On this, the 80th day shy of the 215th year since George Washington’s Farewell Address, an anniversary made notable by our present astronomical and exploding national debt, I thought I’d post what that old dead guy had to say about national borrowing and national debt.
The short version is, “Don’t do it, and don’t have it.” Following are his specific words.
As a very important source of strength and security, cherish public credit. One method of preserving it is to use it as sparingly as possible: avoiding occasions of expence by cultivating peace, but remembering also that timely disbursements to prepare for danger frequently prevent much greater disbursements to repel it; avoiding likewise the accumulation of debt, not only by shunning occasions of expence, but by vigorous exertions in time of Peace to discharge the Debts which unavoidable wars may have occasioned, not ungenerously throwing upon posterity the burthen which we ourselves ought to bear. The execution of these maxims belongs to your Representatives, but it is necessary that public opinion should cooperate. To facilitate to them the performance of their duty, it is essential that you should practically bear in mind, that towards the payment of debts there must be Revenue; that to have Revenue there must be taxes; that no taxes can be devised which are not more or less inconvenient and unpleasant; that the intrinsic embarrassment inseperable from the selection of the proper objects (which is always a choice of difficulties) ought to be a decisive motive for a candid construction of the Conduct of the Government in making it, and for a spirit of acquiescence in the measures for obtaining Revenue which the public exigencies may at any time dictate.

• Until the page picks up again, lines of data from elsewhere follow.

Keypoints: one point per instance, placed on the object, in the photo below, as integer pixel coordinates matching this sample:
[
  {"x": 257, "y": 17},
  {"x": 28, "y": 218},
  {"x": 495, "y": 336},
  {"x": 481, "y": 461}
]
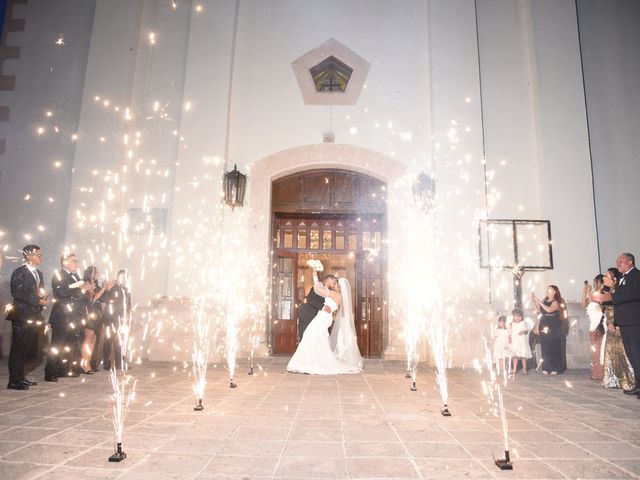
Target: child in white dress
[
  {"x": 520, "y": 328},
  {"x": 501, "y": 347}
]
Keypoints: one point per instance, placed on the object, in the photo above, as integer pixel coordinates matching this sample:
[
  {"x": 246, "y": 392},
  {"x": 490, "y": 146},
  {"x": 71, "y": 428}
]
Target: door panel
[
  {"x": 370, "y": 291},
  {"x": 284, "y": 308}
]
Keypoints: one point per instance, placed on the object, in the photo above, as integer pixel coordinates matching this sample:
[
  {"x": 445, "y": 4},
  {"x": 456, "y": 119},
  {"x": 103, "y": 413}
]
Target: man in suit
[
  {"x": 29, "y": 299},
  {"x": 313, "y": 304},
  {"x": 626, "y": 301},
  {"x": 65, "y": 319},
  {"x": 116, "y": 309}
]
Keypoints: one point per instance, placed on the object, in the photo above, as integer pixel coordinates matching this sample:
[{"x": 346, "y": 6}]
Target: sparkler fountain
[
  {"x": 494, "y": 395},
  {"x": 123, "y": 384},
  {"x": 200, "y": 353}
]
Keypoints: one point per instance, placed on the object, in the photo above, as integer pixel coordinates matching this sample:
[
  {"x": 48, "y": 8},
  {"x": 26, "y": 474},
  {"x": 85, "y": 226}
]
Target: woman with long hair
[
  {"x": 618, "y": 372},
  {"x": 551, "y": 330},
  {"x": 595, "y": 313}
]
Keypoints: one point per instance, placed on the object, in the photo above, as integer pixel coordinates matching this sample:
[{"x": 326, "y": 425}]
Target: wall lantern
[
  {"x": 424, "y": 191},
  {"x": 234, "y": 187}
]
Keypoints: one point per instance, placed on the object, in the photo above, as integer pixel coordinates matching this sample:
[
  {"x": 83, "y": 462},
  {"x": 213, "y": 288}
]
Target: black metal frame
[{"x": 517, "y": 269}]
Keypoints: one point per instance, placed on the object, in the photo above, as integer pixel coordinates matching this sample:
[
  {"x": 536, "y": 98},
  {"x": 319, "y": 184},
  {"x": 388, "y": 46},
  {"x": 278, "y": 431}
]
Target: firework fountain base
[
  {"x": 119, "y": 455},
  {"x": 504, "y": 463}
]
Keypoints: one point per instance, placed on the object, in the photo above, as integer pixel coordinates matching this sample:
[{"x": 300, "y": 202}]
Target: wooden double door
[{"x": 349, "y": 246}]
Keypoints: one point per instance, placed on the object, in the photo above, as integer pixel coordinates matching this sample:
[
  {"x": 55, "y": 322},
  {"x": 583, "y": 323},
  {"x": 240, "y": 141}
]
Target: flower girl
[
  {"x": 520, "y": 329},
  {"x": 501, "y": 347}
]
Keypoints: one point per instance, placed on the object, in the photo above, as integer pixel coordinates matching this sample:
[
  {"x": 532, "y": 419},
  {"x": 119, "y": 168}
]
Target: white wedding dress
[{"x": 314, "y": 354}]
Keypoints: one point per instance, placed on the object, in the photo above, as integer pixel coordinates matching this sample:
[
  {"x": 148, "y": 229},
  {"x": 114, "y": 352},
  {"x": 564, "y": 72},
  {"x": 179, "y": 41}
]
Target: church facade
[{"x": 332, "y": 109}]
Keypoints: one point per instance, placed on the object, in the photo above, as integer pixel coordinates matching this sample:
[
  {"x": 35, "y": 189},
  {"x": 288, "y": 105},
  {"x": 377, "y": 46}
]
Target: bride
[{"x": 315, "y": 355}]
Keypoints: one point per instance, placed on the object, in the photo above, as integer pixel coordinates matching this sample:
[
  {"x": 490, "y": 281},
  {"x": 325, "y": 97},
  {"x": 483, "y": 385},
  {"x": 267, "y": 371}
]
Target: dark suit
[
  {"x": 626, "y": 302},
  {"x": 24, "y": 317},
  {"x": 308, "y": 310},
  {"x": 116, "y": 306},
  {"x": 65, "y": 324}
]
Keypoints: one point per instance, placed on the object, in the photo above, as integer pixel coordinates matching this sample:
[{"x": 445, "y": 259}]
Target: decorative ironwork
[
  {"x": 234, "y": 187},
  {"x": 514, "y": 245}
]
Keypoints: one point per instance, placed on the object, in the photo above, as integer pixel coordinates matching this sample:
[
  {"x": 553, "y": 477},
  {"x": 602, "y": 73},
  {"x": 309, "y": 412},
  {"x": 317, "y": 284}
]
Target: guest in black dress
[
  {"x": 116, "y": 311},
  {"x": 91, "y": 312},
  {"x": 551, "y": 330}
]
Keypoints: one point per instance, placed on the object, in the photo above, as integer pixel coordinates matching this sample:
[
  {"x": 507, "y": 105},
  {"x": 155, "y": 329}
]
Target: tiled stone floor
[{"x": 280, "y": 425}]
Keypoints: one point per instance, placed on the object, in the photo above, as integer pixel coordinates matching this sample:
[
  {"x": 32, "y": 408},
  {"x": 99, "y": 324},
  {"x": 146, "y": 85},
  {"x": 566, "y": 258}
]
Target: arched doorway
[{"x": 339, "y": 217}]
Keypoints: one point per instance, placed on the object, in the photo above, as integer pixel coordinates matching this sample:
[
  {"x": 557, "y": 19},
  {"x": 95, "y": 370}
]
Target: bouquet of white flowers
[{"x": 316, "y": 265}]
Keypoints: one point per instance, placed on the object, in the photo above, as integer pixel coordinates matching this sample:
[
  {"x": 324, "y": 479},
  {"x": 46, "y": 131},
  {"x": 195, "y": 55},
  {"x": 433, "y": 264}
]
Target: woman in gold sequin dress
[{"x": 617, "y": 369}]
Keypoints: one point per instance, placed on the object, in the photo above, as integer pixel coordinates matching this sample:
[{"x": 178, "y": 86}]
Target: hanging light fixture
[
  {"x": 424, "y": 191},
  {"x": 234, "y": 187}
]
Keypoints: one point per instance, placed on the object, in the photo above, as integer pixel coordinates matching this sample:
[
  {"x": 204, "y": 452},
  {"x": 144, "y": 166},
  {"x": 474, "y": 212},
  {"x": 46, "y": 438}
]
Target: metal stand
[
  {"x": 119, "y": 455},
  {"x": 504, "y": 464}
]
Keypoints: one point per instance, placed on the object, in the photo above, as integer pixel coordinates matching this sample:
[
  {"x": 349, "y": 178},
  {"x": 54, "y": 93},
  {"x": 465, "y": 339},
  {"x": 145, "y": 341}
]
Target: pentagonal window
[{"x": 331, "y": 75}]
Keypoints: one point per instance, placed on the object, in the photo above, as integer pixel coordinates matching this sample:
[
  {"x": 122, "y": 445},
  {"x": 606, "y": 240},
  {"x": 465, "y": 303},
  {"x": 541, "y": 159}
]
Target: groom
[{"x": 313, "y": 304}]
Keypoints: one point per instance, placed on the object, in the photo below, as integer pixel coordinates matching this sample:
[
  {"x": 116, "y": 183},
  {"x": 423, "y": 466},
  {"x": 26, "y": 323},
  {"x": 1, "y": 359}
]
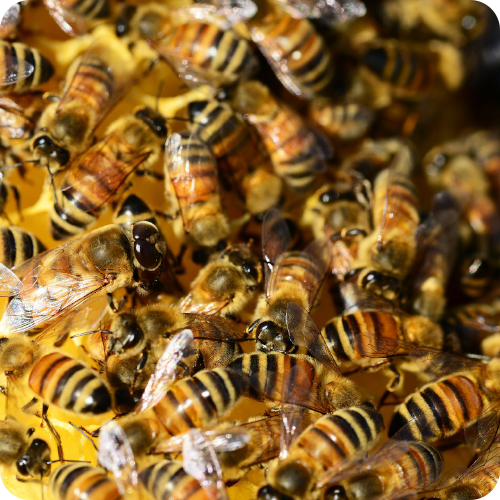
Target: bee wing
[
  {"x": 16, "y": 74},
  {"x": 115, "y": 454},
  {"x": 69, "y": 22},
  {"x": 304, "y": 333},
  {"x": 275, "y": 241},
  {"x": 200, "y": 461},
  {"x": 164, "y": 374},
  {"x": 10, "y": 284}
]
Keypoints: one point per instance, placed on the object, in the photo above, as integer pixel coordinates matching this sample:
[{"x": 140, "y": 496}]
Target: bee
[
  {"x": 131, "y": 145},
  {"x": 201, "y": 52},
  {"x": 330, "y": 443},
  {"x": 74, "y": 17},
  {"x": 241, "y": 159},
  {"x": 56, "y": 378},
  {"x": 18, "y": 245},
  {"x": 93, "y": 84},
  {"x": 90, "y": 482},
  {"x": 191, "y": 172},
  {"x": 32, "y": 456},
  {"x": 294, "y": 50},
  {"x": 226, "y": 284},
  {"x": 290, "y": 277},
  {"x": 386, "y": 256},
  {"x": 398, "y": 468},
  {"x": 22, "y": 68},
  {"x": 297, "y": 152},
  {"x": 341, "y": 122},
  {"x": 410, "y": 70},
  {"x": 50, "y": 287}
]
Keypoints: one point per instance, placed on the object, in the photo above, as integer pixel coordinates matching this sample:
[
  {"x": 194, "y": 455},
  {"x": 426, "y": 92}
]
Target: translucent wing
[
  {"x": 13, "y": 73},
  {"x": 200, "y": 461},
  {"x": 275, "y": 241},
  {"x": 10, "y": 284},
  {"x": 115, "y": 454},
  {"x": 304, "y": 333},
  {"x": 164, "y": 374}
]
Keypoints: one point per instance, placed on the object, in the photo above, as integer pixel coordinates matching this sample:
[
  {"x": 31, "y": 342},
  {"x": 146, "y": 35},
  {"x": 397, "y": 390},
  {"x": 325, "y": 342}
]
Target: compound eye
[
  {"x": 144, "y": 230},
  {"x": 146, "y": 254}
]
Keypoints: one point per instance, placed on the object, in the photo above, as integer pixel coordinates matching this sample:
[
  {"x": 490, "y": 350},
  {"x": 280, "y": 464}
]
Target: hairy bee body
[
  {"x": 22, "y": 68},
  {"x": 17, "y": 246},
  {"x": 132, "y": 143},
  {"x": 78, "y": 481}
]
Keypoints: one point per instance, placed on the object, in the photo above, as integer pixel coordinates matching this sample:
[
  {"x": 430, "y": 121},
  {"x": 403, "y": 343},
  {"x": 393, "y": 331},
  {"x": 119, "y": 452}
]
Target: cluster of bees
[{"x": 210, "y": 177}]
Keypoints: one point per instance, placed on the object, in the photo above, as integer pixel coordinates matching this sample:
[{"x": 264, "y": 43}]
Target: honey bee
[
  {"x": 240, "y": 156},
  {"x": 329, "y": 444},
  {"x": 131, "y": 145},
  {"x": 10, "y": 17},
  {"x": 290, "y": 277},
  {"x": 198, "y": 44},
  {"x": 297, "y": 152},
  {"x": 93, "y": 84},
  {"x": 410, "y": 70},
  {"x": 294, "y": 50},
  {"x": 32, "y": 456},
  {"x": 18, "y": 245},
  {"x": 51, "y": 286},
  {"x": 386, "y": 256},
  {"x": 90, "y": 482},
  {"x": 22, "y": 68},
  {"x": 226, "y": 284},
  {"x": 398, "y": 469},
  {"x": 191, "y": 172},
  {"x": 57, "y": 379}
]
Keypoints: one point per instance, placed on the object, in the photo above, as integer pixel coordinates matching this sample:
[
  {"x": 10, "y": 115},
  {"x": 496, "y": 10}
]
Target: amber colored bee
[
  {"x": 226, "y": 284},
  {"x": 291, "y": 276},
  {"x": 91, "y": 482},
  {"x": 191, "y": 172},
  {"x": 297, "y": 152},
  {"x": 201, "y": 52},
  {"x": 294, "y": 49},
  {"x": 18, "y": 245},
  {"x": 397, "y": 469},
  {"x": 32, "y": 456},
  {"x": 329, "y": 444},
  {"x": 92, "y": 86},
  {"x": 22, "y": 68},
  {"x": 131, "y": 145},
  {"x": 51, "y": 286},
  {"x": 57, "y": 379},
  {"x": 241, "y": 159}
]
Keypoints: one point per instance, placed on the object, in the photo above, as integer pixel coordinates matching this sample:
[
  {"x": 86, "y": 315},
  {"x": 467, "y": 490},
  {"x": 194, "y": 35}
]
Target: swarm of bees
[{"x": 250, "y": 249}]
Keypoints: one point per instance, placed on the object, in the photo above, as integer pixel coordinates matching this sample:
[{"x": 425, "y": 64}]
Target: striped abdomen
[
  {"x": 201, "y": 400},
  {"x": 445, "y": 407},
  {"x": 16, "y": 60},
  {"x": 194, "y": 178},
  {"x": 404, "y": 67},
  {"x": 82, "y": 481},
  {"x": 307, "y": 60},
  {"x": 167, "y": 480},
  {"x": 69, "y": 384},
  {"x": 353, "y": 337},
  {"x": 18, "y": 245},
  {"x": 293, "y": 148},
  {"x": 223, "y": 54}
]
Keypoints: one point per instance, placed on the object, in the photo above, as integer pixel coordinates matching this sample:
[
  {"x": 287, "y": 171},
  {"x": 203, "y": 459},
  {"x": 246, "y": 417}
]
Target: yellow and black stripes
[
  {"x": 445, "y": 407},
  {"x": 201, "y": 400},
  {"x": 18, "y": 60},
  {"x": 18, "y": 245},
  {"x": 90, "y": 482},
  {"x": 69, "y": 384}
]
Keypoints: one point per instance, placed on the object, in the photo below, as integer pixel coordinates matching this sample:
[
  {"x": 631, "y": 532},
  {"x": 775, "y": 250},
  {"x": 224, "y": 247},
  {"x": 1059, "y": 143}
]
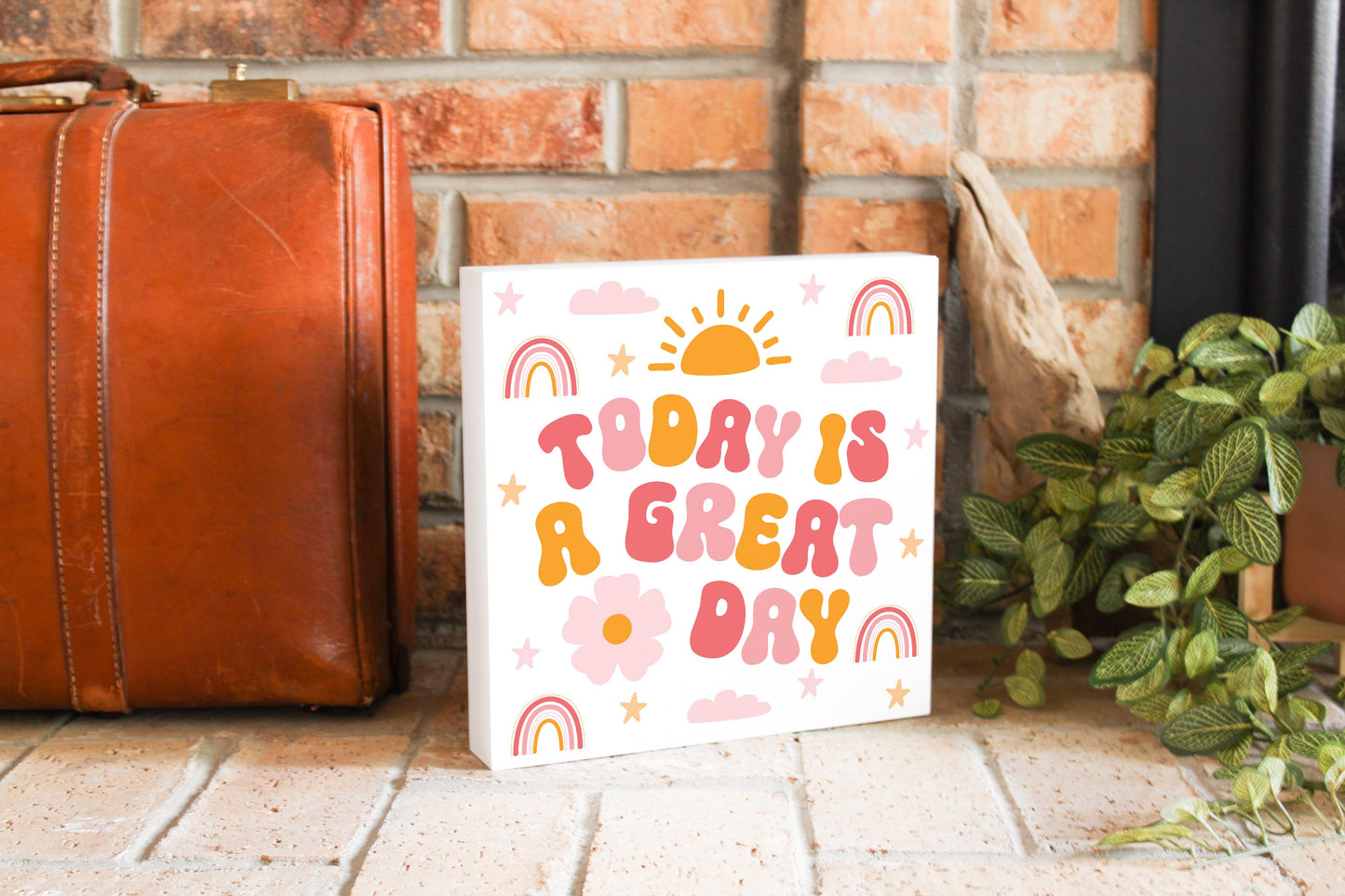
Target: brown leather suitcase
[{"x": 208, "y": 400}]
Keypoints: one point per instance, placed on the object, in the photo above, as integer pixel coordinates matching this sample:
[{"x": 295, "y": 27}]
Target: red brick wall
[{"x": 598, "y": 129}]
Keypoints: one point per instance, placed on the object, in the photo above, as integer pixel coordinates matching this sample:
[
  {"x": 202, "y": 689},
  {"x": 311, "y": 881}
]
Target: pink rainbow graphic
[
  {"x": 885, "y": 621},
  {"x": 546, "y": 712},
  {"x": 547, "y": 359},
  {"x": 874, "y": 296}
]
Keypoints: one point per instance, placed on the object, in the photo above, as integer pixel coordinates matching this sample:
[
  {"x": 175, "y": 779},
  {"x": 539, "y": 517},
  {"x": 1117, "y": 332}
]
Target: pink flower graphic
[{"x": 616, "y": 630}]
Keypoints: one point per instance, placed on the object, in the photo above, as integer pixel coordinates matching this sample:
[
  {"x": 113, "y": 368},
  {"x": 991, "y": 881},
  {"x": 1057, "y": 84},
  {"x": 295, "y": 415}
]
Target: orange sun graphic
[{"x": 720, "y": 349}]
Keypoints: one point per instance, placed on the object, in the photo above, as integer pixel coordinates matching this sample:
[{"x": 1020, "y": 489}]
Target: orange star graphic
[
  {"x": 898, "y": 694},
  {"x": 632, "y": 709},
  {"x": 622, "y": 362},
  {"x": 511, "y": 490}
]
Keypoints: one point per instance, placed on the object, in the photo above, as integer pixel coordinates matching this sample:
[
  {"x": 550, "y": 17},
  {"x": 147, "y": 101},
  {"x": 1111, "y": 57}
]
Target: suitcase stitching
[
  {"x": 114, "y": 618},
  {"x": 54, "y": 240}
]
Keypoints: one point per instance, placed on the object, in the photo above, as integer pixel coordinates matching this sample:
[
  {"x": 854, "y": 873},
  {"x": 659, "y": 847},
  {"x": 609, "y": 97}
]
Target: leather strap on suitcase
[{"x": 84, "y": 156}]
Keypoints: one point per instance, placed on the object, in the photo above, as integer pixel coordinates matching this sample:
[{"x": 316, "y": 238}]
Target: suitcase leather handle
[{"x": 100, "y": 75}]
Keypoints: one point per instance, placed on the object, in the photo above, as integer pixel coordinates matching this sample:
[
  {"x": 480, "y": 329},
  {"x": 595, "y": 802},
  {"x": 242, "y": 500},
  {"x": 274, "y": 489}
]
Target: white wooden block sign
[{"x": 700, "y": 500}]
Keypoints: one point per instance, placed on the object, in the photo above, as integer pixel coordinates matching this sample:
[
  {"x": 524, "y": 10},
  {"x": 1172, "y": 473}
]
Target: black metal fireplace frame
[{"x": 1243, "y": 157}]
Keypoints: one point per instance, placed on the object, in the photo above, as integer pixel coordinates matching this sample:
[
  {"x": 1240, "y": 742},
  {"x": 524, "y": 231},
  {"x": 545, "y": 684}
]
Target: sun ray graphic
[{"x": 720, "y": 349}]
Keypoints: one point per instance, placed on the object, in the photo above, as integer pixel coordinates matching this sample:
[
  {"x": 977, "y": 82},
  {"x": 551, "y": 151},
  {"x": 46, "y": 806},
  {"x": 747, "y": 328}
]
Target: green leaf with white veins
[
  {"x": 1013, "y": 622},
  {"x": 1184, "y": 424},
  {"x": 1274, "y": 769},
  {"x": 1137, "y": 690},
  {"x": 1124, "y": 452},
  {"x": 1057, "y": 456},
  {"x": 1212, "y": 328},
  {"x": 1205, "y": 729},
  {"x": 1051, "y": 570},
  {"x": 1265, "y": 687},
  {"x": 1088, "y": 570},
  {"x": 1206, "y": 395},
  {"x": 1335, "y": 777},
  {"x": 1158, "y": 512},
  {"x": 1129, "y": 660},
  {"x": 1314, "y": 326},
  {"x": 1251, "y": 527},
  {"x": 982, "y": 582},
  {"x": 993, "y": 525},
  {"x": 1281, "y": 392},
  {"x": 1203, "y": 580},
  {"x": 1329, "y": 754},
  {"x": 1284, "y": 468},
  {"x": 1178, "y": 488},
  {"x": 1202, "y": 654},
  {"x": 1260, "y": 334},
  {"x": 1069, "y": 643},
  {"x": 1193, "y": 809},
  {"x": 1251, "y": 789},
  {"x": 1154, "y": 590},
  {"x": 1046, "y": 531},
  {"x": 1231, "y": 464},
  {"x": 1030, "y": 665},
  {"x": 1025, "y": 691},
  {"x": 1117, "y": 524},
  {"x": 989, "y": 708},
  {"x": 1227, "y": 354}
]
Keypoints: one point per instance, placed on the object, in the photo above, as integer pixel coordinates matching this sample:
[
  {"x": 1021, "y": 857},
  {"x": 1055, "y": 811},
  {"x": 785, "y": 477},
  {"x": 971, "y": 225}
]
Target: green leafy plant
[{"x": 1160, "y": 515}]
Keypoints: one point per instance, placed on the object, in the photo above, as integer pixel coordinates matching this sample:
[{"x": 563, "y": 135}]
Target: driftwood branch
[{"x": 1033, "y": 374}]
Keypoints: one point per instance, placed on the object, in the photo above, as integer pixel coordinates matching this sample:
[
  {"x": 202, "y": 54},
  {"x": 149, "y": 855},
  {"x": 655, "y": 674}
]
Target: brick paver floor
[{"x": 390, "y": 801}]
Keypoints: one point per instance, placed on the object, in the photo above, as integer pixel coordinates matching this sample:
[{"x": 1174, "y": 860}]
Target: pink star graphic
[
  {"x": 508, "y": 299},
  {"x": 812, "y": 289},
  {"x": 526, "y": 653},
  {"x": 810, "y": 685},
  {"x": 916, "y": 436}
]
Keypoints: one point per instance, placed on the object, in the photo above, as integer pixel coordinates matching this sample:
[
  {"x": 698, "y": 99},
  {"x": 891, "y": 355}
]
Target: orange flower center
[{"x": 616, "y": 628}]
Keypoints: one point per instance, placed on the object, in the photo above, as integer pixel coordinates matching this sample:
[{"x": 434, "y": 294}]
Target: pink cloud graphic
[
  {"x": 860, "y": 368},
  {"x": 725, "y": 706},
  {"x": 612, "y": 299}
]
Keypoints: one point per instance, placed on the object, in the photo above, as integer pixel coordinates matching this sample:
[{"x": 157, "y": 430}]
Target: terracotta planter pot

Notice that bit about taxation, too. Taxes are for paying down the national debt and for the common defence, not for frivolous spending. But again, the overriding imperative this Founder laid out is that our nation’s debts should be kept small by keeping spending small, and those debts should be paid by the generation that incurred them—not visited on our children’s children.
We citizens bear an additional responsibility in this, too: not to make frivolous demands on government to do for us that which we should—and can—do for ourselves.
Á propos is this remark by David Ricardo in response to Great Britain’s decision to print fiat money in an effort to increase funding for their war against Napoleon (one of those “unavoidable wars” to which Washington would have been referring, and not too far removed in time from Washington’s address):
Why should the mere increase of money have any other effect than to lower its value? How would it cause any increase in the production of commodities? ….
Money cannot call forth goods, —but goods can call forth money…[.]